Our program draws people internationally so we narrowed it down to a shortlist of candidates to call and did Skype and phone interviews. We ranked people with specific criteria during these interviews and then the full team came together to compare the finalists and make sure we were selecting a diverse group representing as many different skills, experiences, and working environments as possible.
Because we’re working on humanitarian emergencies, we definitely wanted to make sure there is a good breadth of experience levels and geographical spread. We have people representing different areas globally where there are major emergencies right now, so for example we have some people who are working on different components of the Syria crisis and crises in Africa.
Within that group, there’s different skillsets. There are some people that might be working on education programs or logistics. We wanted to ensure we were getting people that had specific or unique skills to diversify the group.
Do you have any favorite interview questions you like to ask or ways you like to conduct interviews?

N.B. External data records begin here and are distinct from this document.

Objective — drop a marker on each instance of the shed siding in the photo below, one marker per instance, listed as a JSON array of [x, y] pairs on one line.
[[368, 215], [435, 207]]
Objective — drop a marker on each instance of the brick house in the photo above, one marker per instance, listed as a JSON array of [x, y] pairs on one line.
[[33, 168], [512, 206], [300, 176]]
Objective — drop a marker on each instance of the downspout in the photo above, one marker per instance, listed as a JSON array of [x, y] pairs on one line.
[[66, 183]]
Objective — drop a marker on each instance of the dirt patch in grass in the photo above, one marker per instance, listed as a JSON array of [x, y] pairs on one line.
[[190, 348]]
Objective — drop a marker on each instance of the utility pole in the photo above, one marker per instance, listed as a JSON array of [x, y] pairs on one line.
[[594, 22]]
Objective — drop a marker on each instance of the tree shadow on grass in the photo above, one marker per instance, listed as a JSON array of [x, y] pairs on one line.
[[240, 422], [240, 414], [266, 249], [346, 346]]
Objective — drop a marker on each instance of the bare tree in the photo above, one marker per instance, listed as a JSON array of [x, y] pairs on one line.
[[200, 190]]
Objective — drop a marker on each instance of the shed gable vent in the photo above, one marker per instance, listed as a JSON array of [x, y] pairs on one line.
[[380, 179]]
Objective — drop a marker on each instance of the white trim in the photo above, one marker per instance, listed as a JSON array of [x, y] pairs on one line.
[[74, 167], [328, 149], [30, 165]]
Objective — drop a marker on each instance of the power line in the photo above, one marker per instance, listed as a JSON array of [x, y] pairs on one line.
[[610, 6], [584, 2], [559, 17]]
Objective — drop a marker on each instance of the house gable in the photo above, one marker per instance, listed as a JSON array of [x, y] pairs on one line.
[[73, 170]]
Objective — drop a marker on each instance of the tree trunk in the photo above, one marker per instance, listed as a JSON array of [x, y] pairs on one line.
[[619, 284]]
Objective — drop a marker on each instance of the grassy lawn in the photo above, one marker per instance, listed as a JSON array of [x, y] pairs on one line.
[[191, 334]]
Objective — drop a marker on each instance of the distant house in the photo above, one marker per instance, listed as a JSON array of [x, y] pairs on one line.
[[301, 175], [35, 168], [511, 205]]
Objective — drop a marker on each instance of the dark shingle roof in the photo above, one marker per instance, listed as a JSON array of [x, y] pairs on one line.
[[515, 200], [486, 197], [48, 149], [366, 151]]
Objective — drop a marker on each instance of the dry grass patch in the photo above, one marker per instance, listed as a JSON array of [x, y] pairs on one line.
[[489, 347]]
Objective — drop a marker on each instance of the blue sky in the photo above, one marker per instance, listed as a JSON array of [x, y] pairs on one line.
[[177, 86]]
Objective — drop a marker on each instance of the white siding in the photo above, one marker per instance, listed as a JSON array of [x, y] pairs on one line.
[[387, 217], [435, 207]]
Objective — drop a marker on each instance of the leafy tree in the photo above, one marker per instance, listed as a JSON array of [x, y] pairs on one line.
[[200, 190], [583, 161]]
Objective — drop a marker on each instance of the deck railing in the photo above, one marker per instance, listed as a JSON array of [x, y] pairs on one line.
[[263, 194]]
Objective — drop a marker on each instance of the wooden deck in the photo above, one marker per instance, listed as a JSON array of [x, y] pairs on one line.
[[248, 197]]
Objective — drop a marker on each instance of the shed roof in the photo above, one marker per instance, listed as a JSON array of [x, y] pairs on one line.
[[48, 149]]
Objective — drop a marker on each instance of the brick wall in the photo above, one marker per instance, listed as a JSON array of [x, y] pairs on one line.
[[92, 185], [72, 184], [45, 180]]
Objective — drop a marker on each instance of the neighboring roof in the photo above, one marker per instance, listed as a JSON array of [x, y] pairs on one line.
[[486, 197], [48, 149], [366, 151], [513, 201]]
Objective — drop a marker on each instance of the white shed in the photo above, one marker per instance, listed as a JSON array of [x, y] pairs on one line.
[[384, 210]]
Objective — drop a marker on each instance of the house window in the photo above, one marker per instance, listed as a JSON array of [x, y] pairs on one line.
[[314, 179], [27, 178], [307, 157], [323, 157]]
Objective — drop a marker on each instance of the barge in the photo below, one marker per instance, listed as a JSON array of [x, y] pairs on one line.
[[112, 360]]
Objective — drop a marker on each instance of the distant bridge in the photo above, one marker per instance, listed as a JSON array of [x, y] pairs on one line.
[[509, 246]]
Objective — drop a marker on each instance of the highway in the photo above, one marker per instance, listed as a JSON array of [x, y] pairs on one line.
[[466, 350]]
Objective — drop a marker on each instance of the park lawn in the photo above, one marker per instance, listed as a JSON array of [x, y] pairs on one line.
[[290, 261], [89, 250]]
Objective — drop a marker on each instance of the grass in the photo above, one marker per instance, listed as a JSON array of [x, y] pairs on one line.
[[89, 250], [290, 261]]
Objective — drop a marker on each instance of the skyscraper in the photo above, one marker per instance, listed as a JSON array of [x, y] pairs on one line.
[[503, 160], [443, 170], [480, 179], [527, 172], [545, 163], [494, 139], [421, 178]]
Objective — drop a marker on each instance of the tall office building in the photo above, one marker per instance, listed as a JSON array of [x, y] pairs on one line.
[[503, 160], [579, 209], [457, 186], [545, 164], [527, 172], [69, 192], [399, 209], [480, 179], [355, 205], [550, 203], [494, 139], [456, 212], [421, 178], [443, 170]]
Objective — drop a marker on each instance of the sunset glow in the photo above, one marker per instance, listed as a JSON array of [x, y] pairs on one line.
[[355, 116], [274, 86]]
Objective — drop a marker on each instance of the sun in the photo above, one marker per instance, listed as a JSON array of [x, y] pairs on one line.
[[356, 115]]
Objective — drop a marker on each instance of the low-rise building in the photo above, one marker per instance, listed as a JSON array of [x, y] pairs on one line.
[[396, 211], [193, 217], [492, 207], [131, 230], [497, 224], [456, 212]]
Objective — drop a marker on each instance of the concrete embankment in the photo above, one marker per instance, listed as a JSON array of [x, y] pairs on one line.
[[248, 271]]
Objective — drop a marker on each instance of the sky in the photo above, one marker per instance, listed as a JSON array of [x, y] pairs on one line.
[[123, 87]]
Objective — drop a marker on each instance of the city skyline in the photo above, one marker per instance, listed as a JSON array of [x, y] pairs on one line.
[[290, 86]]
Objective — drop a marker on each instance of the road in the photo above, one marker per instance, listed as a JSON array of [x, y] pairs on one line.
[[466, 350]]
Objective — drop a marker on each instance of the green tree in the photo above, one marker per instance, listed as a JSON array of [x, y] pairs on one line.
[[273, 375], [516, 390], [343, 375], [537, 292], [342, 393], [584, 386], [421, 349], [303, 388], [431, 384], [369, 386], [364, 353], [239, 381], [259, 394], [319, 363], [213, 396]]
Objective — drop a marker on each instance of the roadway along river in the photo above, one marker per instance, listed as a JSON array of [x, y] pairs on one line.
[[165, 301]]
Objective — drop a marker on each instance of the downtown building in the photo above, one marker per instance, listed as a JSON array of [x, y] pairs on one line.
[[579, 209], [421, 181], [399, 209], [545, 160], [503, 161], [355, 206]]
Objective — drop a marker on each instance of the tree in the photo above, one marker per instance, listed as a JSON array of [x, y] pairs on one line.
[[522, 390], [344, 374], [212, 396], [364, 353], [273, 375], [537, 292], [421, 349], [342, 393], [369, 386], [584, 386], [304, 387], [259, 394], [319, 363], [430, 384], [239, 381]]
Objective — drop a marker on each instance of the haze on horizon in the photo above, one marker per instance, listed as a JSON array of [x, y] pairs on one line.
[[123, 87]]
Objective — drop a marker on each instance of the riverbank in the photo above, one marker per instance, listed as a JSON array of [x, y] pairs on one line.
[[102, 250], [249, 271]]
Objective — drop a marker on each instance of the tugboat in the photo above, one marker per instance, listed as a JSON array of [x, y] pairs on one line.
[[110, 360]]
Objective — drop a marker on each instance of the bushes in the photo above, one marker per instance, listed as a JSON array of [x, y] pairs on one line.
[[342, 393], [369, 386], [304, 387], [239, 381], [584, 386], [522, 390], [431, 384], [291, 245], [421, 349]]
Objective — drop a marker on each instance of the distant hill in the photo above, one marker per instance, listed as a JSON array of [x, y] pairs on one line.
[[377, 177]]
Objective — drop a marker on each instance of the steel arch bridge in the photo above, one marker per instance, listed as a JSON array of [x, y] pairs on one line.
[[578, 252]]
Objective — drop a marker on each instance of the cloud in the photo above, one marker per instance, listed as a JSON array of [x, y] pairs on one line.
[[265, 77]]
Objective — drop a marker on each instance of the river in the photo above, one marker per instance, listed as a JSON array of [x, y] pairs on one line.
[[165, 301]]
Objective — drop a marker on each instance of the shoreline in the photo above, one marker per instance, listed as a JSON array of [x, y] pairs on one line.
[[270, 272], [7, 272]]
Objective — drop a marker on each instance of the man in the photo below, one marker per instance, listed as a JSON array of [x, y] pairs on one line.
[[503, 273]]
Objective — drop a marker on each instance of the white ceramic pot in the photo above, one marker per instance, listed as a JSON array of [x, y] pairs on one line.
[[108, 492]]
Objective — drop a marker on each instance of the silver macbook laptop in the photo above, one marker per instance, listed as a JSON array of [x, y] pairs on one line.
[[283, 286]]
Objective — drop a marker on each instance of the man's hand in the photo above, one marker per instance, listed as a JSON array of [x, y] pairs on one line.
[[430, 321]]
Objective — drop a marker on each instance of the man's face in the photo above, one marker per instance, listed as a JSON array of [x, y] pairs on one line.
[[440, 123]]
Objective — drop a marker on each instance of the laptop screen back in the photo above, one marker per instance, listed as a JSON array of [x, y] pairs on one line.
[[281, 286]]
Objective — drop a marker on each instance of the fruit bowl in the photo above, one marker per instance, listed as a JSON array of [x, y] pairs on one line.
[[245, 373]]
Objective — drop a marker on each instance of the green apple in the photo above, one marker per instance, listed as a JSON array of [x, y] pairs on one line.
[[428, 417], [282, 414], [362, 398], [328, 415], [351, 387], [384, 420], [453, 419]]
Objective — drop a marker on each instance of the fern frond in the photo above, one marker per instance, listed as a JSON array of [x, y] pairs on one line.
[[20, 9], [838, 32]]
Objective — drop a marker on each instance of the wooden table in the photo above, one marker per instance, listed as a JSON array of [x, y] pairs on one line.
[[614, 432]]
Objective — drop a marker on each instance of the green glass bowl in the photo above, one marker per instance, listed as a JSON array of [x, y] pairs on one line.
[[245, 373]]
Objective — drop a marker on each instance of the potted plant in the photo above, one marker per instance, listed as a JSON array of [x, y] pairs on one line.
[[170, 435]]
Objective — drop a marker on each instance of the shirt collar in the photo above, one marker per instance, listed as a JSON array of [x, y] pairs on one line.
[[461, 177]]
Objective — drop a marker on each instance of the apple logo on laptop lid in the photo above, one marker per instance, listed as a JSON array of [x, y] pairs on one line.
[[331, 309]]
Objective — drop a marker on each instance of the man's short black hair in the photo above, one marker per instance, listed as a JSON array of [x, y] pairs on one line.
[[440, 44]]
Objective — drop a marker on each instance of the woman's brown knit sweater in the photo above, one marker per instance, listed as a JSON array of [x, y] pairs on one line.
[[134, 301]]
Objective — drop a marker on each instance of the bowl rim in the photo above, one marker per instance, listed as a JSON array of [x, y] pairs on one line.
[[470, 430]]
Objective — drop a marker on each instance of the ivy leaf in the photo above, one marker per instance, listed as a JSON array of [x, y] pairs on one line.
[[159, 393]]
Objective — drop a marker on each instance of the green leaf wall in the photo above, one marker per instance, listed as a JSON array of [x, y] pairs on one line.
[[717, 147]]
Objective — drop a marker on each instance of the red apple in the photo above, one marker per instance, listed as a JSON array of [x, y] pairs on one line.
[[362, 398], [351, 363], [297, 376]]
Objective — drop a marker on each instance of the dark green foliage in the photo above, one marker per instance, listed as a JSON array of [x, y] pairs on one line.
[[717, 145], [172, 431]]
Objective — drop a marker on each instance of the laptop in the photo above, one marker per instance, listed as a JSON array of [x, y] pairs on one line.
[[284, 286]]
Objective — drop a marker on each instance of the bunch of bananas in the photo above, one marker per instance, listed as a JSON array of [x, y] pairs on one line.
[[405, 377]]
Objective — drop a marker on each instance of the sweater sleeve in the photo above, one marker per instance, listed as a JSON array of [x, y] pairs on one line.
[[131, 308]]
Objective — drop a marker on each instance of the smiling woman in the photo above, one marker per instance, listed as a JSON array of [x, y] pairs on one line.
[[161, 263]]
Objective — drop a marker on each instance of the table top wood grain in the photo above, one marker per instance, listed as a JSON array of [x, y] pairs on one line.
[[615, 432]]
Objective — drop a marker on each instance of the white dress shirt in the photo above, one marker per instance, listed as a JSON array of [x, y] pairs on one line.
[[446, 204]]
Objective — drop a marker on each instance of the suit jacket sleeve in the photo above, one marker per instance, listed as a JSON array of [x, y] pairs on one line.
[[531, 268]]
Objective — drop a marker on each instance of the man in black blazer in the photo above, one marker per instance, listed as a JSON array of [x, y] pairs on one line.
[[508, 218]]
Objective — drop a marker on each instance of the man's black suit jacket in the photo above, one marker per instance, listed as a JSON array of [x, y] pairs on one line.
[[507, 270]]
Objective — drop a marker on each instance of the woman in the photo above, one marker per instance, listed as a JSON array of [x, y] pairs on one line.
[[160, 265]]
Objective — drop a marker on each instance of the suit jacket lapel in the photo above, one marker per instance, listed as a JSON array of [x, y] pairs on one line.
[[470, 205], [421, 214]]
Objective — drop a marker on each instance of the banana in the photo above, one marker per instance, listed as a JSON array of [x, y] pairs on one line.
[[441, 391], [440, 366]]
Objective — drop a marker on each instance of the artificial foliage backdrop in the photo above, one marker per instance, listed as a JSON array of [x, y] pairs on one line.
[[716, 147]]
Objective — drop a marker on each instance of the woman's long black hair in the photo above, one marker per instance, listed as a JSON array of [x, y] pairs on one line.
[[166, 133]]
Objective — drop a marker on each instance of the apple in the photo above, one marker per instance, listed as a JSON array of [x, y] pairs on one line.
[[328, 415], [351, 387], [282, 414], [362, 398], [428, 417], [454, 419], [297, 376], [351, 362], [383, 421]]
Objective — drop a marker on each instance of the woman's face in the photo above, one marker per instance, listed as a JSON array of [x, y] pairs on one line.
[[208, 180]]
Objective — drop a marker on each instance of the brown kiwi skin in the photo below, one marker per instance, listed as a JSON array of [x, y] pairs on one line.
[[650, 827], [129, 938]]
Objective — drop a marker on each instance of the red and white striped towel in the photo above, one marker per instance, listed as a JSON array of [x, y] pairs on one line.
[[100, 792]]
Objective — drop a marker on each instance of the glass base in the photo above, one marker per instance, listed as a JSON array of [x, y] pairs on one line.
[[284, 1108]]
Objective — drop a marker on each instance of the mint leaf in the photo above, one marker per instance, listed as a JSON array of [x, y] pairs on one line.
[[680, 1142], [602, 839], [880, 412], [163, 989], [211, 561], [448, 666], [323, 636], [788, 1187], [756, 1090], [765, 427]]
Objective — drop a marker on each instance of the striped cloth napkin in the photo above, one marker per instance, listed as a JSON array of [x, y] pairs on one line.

We have two people on an interview so there is more of a group atmosphere. We explain a little bit about the program and we ask about the work the candidate is doing.
Because it’s a leadership program, we try to identify people who are able to speak confidently and have a clear vision of what they want their future role in their organization to be. We ask a scenario-based question about a time they saw a past coworker or supervisor do something that demonstrated poor leadership. We ask what they learned from it and how it affected the situation they were in.
We’ve heard some really great stories from candidates who recognized a problem and jumped in. In many cases, it ended up changing how they interacted with co workers or their position in the team or department.
What do you enjoy about your job?
I’m one of those obnoxiously positive people, I love my job. We’re imparting knowledge to people who are working tirelessly, in extremely challenging circumstances and settings, doing absolutely amazing work. In the world’s biggest crises, they’re making a phenomenal direct impact. They’re doing the things we see in the newspapers, working closely with communities, to get people back on their feet. It’s a great feeling at the end of the day to be able to learn from them, help them share their best practices with each other, and see them return to their organizations and share the knowledge they got from our program with their colleagues.
What’s the outlook for your organization?
What’s really exciting is PHL will go online at the end of the year. Since we work with the Harvard Humanitarian Initiative at Harvard University, we have a lot of really good resources for training and setting up online educational components. What’s great is we have a very high demand for our program, so when we put this information online at the end of the year, anybody, anywhere will be able to access it.